A Look Into the Future of Dentistry
For as long as the great majority of us can remember, the dentistry industry has followed one common model. In this model, a community of dental patients organizes around a solitary dental practice. However, as the prestigious Bob Dylan said, “times they are a-changin’.”

While the current model has been effective for years, Dr. Christian S. Stohler, the University of Toronto Faculty’s 2016 George Zarb Clinical Research Lecturer and Professor and Dean in the College of Dental Medicine at Columbia University, believes the model is outdated, and is only a short time away from becoming a thing of the past.

Dentistry As Part of a Holistic Healthcare System

The industry’s century-old method for providing patient care is in need of adaptation, says Stohler. This is due to a number of dramatic societal shifts, such as “changes to insurance structures, the tides of governmental money, and the ubiquitous issue of what patients can afford.”

Stohler believes that dentistry and medicine have existed in silos for too long. The meteoric rise of “big data” and the shift towards more personalized medicine will necessitate a more holistic approach.

“You can’t have this discipline that is dealing with inflammation and infections outside the system, because all these things interact,” says Stohler. He goes on to predict that he future of healthcare and dentistry will include a union of consumerism and medicine.

Dentistry can no longer stand outside the medical system and remain considered as a separate health profession. The collection and maintenance of comprehensive electronic health records will allow for better patient tracking and treatment solutions. In other words, “as health systems become more holistic, so too will the profession of dentistry.”

Driving Change

The idea that dental health should be included in a prognosis of an individual’s overall health may not be entirely revolutionary. However, Stohler believes that the University of Toronto is uniquely positioned to place its students and faculty at the forefront of dentistry’s evolution.

As a result of existing partnerships with some of the top hospitals in Canada, Stohler thinks UofT Dentistry has tremendous chance to set the course for the next generation of dentistry professionals.

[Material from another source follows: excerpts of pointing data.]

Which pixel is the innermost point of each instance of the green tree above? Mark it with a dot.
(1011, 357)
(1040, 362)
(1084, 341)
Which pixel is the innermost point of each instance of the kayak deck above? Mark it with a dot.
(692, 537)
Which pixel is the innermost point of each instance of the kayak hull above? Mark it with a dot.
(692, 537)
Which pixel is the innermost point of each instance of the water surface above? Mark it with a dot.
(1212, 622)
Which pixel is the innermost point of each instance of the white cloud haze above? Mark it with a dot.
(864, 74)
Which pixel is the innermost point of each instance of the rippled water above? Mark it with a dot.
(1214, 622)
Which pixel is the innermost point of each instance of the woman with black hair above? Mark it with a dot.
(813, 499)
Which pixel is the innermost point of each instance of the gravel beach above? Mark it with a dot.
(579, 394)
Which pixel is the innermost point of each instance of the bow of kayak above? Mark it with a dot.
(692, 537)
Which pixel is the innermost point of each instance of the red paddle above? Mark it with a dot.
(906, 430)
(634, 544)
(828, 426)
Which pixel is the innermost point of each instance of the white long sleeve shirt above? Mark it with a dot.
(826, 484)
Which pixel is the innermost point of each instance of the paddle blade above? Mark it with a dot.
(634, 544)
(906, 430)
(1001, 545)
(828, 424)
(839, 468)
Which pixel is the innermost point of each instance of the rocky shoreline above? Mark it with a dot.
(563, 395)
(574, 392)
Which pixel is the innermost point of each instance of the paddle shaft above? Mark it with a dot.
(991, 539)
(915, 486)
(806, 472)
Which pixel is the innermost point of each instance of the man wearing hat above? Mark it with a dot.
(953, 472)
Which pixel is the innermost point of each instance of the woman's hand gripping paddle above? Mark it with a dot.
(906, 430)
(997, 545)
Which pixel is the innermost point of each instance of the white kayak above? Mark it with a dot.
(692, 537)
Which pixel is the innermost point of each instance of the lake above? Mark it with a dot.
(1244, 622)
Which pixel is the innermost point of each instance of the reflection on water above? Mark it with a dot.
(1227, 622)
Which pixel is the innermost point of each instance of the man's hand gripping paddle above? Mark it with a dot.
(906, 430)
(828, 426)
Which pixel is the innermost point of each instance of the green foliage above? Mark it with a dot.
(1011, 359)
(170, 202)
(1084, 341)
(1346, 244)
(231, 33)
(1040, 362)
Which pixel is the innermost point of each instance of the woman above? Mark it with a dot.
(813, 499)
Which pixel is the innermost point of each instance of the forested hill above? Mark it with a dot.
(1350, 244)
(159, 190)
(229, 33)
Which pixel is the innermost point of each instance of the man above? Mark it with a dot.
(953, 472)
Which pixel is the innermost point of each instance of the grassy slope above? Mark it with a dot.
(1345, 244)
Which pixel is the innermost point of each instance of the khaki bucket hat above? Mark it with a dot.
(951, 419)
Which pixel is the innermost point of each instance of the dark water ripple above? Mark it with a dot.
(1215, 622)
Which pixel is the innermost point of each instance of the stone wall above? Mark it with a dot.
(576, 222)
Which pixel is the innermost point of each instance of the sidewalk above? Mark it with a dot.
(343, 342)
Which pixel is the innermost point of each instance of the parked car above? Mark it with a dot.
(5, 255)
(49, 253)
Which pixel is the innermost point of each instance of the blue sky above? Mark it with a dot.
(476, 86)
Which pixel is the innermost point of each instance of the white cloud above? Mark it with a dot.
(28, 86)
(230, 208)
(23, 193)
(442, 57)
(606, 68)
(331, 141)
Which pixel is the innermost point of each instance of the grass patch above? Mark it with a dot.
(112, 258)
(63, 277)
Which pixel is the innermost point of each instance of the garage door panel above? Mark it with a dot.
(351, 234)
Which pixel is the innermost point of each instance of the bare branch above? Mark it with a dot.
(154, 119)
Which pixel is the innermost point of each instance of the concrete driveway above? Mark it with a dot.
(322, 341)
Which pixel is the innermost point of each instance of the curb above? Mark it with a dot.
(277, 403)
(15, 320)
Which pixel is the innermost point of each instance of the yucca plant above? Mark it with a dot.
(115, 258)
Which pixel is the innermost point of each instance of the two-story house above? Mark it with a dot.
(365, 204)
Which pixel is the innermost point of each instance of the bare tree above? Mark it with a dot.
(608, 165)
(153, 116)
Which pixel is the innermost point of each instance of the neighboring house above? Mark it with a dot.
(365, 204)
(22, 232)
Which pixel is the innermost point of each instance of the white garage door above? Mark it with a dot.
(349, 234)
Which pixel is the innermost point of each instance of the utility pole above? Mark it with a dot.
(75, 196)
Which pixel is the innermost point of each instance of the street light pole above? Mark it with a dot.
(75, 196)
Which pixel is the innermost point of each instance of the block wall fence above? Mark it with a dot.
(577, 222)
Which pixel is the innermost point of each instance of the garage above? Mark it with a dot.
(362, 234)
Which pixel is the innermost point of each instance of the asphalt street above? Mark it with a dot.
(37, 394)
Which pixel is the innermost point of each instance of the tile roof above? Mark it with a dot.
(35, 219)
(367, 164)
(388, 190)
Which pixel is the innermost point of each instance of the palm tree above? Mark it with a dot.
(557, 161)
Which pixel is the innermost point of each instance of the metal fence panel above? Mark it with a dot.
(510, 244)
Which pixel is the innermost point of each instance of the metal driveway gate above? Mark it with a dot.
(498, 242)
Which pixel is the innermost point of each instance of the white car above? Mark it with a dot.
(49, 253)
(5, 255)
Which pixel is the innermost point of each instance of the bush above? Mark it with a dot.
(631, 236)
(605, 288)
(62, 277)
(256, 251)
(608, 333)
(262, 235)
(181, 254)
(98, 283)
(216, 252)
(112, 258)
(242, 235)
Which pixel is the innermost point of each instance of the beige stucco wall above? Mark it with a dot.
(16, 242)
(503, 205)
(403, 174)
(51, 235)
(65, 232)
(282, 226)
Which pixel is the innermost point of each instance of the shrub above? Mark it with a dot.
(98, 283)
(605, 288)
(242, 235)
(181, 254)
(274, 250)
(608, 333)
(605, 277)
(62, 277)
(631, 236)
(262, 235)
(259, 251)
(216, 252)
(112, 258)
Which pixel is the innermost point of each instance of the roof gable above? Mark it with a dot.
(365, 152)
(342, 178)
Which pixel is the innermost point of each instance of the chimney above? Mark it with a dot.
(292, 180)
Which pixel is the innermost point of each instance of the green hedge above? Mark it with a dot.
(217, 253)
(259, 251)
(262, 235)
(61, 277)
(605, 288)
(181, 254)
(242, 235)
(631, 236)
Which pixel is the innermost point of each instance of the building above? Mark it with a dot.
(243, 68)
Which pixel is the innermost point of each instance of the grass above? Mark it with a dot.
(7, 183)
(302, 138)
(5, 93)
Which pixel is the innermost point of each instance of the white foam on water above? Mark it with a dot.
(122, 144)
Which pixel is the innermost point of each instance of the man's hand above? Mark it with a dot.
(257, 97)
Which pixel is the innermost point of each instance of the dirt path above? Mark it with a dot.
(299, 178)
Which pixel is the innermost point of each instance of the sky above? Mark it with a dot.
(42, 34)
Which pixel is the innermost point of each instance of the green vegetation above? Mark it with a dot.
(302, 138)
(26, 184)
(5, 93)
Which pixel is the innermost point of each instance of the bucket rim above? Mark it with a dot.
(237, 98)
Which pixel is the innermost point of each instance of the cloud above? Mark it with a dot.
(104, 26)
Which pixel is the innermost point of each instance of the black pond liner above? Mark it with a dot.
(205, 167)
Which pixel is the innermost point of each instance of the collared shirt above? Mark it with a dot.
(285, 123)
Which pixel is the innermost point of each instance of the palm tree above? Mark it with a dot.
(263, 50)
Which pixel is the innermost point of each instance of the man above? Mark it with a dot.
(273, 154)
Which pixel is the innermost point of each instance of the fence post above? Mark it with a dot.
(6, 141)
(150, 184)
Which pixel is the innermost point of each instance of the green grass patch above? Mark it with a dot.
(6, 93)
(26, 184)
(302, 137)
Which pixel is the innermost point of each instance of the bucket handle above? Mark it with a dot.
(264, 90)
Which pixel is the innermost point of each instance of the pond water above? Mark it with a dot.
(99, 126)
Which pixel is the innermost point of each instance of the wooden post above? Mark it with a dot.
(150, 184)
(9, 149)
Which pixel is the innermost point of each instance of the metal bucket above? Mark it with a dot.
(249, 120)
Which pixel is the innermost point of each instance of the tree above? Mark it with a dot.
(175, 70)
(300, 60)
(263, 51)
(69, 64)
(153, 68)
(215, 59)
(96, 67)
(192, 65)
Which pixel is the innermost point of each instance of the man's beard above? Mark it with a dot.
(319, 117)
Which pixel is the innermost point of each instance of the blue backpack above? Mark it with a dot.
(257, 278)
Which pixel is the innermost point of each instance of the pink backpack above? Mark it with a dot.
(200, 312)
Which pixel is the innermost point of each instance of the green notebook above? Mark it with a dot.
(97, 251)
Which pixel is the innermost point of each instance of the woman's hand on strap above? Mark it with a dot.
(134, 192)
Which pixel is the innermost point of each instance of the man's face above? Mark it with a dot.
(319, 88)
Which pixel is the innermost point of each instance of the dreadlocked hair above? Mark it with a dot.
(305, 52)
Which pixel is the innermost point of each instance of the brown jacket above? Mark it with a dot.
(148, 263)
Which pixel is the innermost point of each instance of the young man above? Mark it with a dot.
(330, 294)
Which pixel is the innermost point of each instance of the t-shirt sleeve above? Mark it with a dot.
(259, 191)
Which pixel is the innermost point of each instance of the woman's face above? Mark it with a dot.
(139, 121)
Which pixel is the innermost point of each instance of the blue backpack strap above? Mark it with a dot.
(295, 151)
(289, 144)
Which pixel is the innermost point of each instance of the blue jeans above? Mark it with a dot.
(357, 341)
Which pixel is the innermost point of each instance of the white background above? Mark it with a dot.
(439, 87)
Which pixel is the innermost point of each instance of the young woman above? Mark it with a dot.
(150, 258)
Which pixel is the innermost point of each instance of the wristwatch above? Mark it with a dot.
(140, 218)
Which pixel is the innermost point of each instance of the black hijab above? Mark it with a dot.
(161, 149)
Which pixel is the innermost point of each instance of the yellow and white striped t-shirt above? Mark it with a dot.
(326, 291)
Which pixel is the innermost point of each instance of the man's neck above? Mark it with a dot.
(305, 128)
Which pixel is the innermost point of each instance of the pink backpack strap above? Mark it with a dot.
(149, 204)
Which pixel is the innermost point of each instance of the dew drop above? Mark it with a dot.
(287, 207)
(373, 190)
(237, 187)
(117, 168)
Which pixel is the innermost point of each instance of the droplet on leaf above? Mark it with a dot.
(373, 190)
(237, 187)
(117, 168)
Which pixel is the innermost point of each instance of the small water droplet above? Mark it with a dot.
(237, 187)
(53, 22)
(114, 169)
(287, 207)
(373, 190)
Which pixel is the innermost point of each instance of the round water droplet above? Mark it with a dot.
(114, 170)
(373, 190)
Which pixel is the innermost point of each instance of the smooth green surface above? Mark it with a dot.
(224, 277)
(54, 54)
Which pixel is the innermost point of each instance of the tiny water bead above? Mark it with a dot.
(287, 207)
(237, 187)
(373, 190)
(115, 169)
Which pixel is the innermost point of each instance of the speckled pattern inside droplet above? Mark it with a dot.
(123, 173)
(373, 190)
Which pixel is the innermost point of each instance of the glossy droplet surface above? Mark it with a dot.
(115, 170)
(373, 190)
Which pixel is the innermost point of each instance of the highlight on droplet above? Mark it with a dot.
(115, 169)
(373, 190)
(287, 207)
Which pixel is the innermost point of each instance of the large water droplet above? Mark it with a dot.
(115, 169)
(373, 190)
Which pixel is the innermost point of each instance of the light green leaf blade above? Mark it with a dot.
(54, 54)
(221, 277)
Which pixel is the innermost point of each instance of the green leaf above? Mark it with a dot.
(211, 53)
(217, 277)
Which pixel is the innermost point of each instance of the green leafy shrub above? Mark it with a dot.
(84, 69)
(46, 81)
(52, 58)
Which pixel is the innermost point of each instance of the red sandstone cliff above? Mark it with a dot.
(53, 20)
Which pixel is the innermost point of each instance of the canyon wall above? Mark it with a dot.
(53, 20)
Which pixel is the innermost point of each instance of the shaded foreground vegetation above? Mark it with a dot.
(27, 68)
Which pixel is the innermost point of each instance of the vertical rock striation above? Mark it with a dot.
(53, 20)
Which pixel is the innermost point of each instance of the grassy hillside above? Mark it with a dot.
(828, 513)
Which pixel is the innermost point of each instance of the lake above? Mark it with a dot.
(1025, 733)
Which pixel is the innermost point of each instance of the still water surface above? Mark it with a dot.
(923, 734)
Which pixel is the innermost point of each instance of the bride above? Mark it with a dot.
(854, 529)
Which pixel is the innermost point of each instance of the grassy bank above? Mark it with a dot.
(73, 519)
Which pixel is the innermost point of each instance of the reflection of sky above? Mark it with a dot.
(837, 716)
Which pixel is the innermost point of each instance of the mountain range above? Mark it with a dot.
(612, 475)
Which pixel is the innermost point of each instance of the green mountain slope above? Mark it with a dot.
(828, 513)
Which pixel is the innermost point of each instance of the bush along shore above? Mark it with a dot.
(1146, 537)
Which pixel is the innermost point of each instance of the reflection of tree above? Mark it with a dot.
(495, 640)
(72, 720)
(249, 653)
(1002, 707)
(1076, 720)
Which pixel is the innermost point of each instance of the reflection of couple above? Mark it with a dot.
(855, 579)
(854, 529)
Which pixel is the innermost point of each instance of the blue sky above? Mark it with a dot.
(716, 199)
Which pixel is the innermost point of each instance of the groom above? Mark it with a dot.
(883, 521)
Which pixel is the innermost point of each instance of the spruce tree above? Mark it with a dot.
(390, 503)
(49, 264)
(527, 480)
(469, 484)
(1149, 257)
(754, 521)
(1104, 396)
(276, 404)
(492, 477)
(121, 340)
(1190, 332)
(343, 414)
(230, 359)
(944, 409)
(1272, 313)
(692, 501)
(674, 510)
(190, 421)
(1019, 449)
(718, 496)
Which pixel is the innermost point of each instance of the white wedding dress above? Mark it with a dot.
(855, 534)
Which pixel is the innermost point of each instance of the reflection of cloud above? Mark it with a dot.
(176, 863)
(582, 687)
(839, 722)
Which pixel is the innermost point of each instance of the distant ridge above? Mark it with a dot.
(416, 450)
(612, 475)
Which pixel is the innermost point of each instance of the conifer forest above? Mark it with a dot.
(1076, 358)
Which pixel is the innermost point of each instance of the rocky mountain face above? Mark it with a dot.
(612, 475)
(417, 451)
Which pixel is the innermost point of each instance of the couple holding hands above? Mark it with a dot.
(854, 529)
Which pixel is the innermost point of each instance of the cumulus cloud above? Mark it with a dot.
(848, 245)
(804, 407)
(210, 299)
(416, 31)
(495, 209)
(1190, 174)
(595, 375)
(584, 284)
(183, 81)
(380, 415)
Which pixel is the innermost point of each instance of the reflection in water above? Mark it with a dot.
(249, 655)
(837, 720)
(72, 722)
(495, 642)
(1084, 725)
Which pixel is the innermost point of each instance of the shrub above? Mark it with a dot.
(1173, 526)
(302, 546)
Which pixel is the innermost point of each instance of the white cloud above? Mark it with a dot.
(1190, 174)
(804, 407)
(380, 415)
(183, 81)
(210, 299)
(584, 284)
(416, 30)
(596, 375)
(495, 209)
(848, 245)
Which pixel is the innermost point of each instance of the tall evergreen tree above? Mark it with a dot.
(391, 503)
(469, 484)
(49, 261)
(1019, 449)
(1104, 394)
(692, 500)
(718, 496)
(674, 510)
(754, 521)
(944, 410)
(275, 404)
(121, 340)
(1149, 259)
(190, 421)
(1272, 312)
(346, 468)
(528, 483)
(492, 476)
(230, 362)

Furthermore, Stohler cites the university’s relationship with the world-renowned Institute of Biomaterials and Biomedical Engineering as another reason why it has a leg up on the competition.

“UofT Dentistry is one of the most prominent intensive research dentistry schools in North America, and our students in dentistry need to be trained more holistically, in the unique environment that is created here,” he says.

Stohler believes that the university’s emphasis on entrepreneurism and translational medicine gives it an opportunity to put students on the leading edge of research that will significantly impact the future of the dental profession. “The professions of the 21st century haven’t been discovered yet,” says Stohler. “New professions will be created by merging fields. But if you know the future you can prepare yourself for it.”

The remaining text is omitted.